En route pour l'inconnu

Yogui autour du monde

Kamakura, calme ville côtière

Ambiance musicale : Start shootin’ – Little people

Située au bord de l’Océan Pacifique, Kamakura a une place de choix dans l’histoire japonaise, puisque c’est ici que fut installée la capitale juste après que Minamoto no Yoritomo prit le contrôle du Japon en 1185.

Ce fut le premier shogunat, prenant le dessus sur le pouvoir de l’empereur et établissant la supériorité de la caste guerrière, les samouraïs. Ce Japon féodal a duré jusqu’au milieu du XIXème siècle et la restauration de Meiji.

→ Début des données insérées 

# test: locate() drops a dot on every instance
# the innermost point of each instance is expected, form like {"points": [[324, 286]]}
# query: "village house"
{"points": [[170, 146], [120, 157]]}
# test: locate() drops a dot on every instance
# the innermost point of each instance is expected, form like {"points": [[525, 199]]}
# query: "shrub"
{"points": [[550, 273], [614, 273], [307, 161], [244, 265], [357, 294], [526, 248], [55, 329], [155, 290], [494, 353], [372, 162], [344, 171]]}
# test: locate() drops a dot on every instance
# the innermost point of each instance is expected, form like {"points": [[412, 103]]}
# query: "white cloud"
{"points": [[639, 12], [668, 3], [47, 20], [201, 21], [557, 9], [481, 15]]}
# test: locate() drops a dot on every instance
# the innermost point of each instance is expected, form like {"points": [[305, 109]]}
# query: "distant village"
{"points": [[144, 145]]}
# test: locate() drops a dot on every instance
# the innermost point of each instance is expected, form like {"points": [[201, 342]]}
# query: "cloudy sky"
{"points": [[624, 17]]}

Dans notre cas, c’est la possibilité de prendre l’air qui nous a attirés ici. Tokyo est la capitale, la ville aux dimensions « méga », toute en hauteur et en béton antisismique. Nous voulions nous extirper de là et découvrir d’autres choses. Après avoir fait cinquante minutes de train, nous pourrions dire que nous étions toujours en périphérie de la métropole mais dans un autre environnement, légèrement plus rural, espacé.

D’ailleurs, nous avons pu nous rendre compte que des gens habitaient dans le coin mais travaillaient à une heure de là. Quand la contrôleuse est passée et nous a fait remarquer notre erreur involontaire de classe, nous avons entrevu les joies des heures de pointe japonaises, tous debout et entassés dans le wagon, alors que le précédent était bien moins usité.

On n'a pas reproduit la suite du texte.